Драконья тень | страница 64



Ардик поднял руку. – Позаботься о себе.

– Увидимся, когда вернусь.

В деревне закукарекал петух. Повсюду на болотах кричали местные птицы. Звонили колокола на рассвете, призывая тех немногих, кого привлекало поклонение Повелителю Солнца. Сармендес, прекрасный сын дня… Но все, что видел Джон, когда Адрик сильно и с восхищением рванул якорные канаты, – выцветшая запись рассказа Джуронала, впечатавшаяся ему в память.

Все драконы мертвы, и маги тоже.

Холд внизу исчез из виду.
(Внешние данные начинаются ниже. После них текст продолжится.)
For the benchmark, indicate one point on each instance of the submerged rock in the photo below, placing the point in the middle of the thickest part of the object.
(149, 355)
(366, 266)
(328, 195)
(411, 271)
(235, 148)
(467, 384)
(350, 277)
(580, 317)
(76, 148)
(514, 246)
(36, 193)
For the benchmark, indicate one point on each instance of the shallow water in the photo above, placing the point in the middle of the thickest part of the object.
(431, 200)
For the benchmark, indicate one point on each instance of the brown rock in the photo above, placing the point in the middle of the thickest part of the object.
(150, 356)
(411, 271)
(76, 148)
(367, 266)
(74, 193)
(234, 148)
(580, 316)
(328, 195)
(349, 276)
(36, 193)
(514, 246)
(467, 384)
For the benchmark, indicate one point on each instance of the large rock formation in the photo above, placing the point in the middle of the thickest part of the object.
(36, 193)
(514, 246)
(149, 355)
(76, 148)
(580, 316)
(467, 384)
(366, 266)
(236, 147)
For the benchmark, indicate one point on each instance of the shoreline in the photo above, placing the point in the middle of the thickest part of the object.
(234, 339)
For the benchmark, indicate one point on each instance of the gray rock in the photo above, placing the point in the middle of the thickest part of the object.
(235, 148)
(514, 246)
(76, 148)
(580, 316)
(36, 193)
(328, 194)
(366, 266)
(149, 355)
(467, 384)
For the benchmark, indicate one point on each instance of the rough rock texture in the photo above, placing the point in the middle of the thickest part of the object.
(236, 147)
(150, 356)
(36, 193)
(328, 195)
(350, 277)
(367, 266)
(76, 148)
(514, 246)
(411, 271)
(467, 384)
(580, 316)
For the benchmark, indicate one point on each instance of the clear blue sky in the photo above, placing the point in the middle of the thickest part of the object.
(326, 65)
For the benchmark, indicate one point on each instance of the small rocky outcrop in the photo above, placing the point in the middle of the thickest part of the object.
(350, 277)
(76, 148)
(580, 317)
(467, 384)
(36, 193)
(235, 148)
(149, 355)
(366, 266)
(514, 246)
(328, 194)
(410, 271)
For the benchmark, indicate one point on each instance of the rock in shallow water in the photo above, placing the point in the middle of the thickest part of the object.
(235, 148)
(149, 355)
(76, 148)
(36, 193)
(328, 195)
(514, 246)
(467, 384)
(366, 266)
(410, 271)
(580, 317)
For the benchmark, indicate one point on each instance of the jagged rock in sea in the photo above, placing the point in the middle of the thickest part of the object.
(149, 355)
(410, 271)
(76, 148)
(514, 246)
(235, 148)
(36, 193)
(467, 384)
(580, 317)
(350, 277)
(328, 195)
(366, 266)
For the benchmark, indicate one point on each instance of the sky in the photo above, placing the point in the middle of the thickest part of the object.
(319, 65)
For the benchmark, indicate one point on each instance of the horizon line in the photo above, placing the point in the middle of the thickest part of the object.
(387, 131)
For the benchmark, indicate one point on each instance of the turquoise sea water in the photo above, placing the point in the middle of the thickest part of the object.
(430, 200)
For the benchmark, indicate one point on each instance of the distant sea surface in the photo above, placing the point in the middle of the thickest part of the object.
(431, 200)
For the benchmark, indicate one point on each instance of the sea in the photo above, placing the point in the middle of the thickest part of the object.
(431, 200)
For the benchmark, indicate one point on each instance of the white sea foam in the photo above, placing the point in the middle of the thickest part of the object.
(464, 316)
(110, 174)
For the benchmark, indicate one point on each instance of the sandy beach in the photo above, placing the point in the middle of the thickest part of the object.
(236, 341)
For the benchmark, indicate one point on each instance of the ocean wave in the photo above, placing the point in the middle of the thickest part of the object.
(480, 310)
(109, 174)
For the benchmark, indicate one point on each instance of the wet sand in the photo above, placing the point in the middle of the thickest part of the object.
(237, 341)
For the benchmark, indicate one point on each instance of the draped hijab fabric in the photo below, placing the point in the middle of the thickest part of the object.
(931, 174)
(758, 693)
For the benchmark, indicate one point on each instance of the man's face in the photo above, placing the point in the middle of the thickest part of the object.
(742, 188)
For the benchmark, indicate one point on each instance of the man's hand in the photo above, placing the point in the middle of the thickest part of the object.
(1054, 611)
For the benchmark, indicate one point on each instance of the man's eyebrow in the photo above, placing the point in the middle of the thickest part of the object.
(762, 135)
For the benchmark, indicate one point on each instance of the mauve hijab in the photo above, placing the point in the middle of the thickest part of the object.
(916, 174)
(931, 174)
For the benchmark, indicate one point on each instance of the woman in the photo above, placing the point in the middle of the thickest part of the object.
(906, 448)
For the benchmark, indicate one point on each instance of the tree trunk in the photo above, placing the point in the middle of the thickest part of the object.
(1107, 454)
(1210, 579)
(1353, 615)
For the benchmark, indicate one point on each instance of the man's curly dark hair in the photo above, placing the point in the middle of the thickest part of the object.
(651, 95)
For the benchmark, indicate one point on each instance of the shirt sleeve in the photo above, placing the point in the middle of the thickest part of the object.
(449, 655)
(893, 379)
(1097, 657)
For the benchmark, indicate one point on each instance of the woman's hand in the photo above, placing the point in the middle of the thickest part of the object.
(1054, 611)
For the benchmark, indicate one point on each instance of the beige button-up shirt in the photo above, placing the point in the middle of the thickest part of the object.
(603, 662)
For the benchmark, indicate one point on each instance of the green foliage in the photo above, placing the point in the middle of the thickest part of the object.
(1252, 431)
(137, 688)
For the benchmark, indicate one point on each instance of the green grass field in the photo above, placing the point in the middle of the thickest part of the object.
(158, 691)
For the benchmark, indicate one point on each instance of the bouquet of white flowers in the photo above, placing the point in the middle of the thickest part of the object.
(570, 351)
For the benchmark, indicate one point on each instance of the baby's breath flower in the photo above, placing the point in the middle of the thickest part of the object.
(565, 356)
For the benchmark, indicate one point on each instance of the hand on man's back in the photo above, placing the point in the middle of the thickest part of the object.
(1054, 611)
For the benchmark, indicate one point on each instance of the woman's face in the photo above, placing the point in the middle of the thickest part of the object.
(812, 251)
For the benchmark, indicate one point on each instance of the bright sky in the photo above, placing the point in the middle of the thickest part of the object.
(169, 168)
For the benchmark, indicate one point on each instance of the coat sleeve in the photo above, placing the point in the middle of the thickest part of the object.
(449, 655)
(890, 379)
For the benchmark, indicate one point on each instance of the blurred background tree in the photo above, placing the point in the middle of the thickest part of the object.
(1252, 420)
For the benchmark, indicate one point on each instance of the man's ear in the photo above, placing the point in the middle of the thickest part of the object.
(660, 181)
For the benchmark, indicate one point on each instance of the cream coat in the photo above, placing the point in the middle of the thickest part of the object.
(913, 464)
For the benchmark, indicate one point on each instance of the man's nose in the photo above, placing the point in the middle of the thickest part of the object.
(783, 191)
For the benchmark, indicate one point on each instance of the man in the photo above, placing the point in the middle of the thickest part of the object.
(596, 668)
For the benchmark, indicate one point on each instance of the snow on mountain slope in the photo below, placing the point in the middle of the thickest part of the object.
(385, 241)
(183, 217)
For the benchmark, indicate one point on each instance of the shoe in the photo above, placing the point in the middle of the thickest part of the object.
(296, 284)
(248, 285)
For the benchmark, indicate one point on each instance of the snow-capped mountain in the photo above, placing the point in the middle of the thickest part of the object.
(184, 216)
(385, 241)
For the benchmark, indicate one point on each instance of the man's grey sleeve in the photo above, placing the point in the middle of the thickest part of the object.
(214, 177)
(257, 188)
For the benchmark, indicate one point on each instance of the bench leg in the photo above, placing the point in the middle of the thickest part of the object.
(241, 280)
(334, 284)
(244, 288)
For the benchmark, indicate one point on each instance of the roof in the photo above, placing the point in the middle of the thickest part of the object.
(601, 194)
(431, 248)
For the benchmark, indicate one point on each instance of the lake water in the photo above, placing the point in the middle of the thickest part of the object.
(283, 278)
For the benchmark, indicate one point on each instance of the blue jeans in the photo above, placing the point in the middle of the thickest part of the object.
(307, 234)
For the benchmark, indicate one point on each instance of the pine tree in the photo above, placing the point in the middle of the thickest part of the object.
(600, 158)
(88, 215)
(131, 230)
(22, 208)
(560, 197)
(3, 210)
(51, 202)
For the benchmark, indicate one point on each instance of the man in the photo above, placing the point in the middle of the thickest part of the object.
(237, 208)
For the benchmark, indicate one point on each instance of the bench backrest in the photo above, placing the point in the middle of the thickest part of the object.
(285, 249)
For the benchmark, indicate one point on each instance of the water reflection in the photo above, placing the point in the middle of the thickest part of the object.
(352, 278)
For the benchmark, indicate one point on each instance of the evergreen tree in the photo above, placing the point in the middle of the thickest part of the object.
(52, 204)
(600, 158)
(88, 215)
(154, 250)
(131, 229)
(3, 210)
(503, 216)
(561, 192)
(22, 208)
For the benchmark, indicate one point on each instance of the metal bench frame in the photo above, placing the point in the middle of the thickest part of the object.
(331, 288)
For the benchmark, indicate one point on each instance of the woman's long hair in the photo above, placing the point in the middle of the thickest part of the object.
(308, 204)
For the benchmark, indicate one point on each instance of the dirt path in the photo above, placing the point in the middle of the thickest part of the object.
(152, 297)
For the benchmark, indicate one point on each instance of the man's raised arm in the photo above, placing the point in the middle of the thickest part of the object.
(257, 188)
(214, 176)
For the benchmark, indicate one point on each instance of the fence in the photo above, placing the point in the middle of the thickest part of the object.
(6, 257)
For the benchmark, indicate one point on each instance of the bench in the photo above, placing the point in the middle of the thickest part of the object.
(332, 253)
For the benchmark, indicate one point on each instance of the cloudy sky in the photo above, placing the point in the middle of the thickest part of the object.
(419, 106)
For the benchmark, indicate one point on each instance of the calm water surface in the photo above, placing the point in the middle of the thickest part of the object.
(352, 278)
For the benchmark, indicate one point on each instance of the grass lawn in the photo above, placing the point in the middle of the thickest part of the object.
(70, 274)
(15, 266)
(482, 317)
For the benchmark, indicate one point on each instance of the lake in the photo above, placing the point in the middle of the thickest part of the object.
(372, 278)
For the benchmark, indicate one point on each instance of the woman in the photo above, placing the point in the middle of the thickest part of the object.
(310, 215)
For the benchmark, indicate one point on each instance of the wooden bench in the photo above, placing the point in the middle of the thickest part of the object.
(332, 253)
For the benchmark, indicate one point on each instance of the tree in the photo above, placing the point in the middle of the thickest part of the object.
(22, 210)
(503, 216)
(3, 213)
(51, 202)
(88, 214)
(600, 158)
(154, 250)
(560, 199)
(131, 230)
Паруса поймали ветер.

Все драконы мертвы, и маги тоже.

Джон направил паруса к северу.

Глава 9

Как и его тезка, Молочай поднялся с серебряным рассветом. Внизу проходили деревья и кровли деревни Алин и Джон чувствовал, что может назвать каждую крышу и лист. Хорошо знакомые ему поля, овцы и овечьи собаки, трактир «Дерзкая девчонка», прачечная, коты на стенах. Потом он увидел Дальний Западный Выезд, и в торфяных болотах, которые блестели словно осколки железа, фермеров и резчиков торфа, что выкрикивали добродушные приветствия: Надо ли его спасать на сей раз? Его заметили и в изумлении уставились пастухи, потом выругались, потому как у них сбежала овца. Еще дальше, там, где кончались деревья, внизу миля за милей накатывали сплошные болота, лишайники и скалы, а также мелькали большие стада северных оленей и лосей, да кружили вблизи ястребы, смотря на него, а затем уходя.

Это было исключительное время. Джону казалось, что вся душа его и тело пронизаны светом.

Ранним утром, когда сохранялся восточный ветер, стояла полнейшая тишина, только бились и щелкали паруса да такелаж скрипел под порывами ветра. Ближе к полудню ветер сменился на западный и Джон освободился от кое-какого балласта – воды из колодца с заднего двора, которая висела под судном в бурдюках из сыромятной кожи – и поискал, где воздушные потоки сменяются восходящими, ибо восемнадцать месяцев экспериментальных полетов показали ему, как это делать. Всевозможных восходящих потоков он нашел много, так что мог менять паруса и галсы, поскольку был хорошим моряком и на воде и в воздухе. От головокружительной красоты уменьшающейся земли у него перехватило дыхание.

И был это его первый полет, о котором он знал – ему ни за что не выжить. Как ребенок, он в восторге смотрел на землю и холмы и на это чудо – птиц, паривших в воздухе так близко к нему и оттого тысячи раз попадавших в беду. Замечания Геронекса о балласте и управлении рулем были не слишком полезны. Днем он еще мог различить и назвать каждый поток и скалистую вершину, каждую рощицу и разрушенную ферму, но ближе к вечеру вытащил свои пергаменты и палочками шероховатого древесного угля и свинца рисовал карты (смешные и странные, как и все его рисунки) и развлекался, нанося на них нелепые наименования.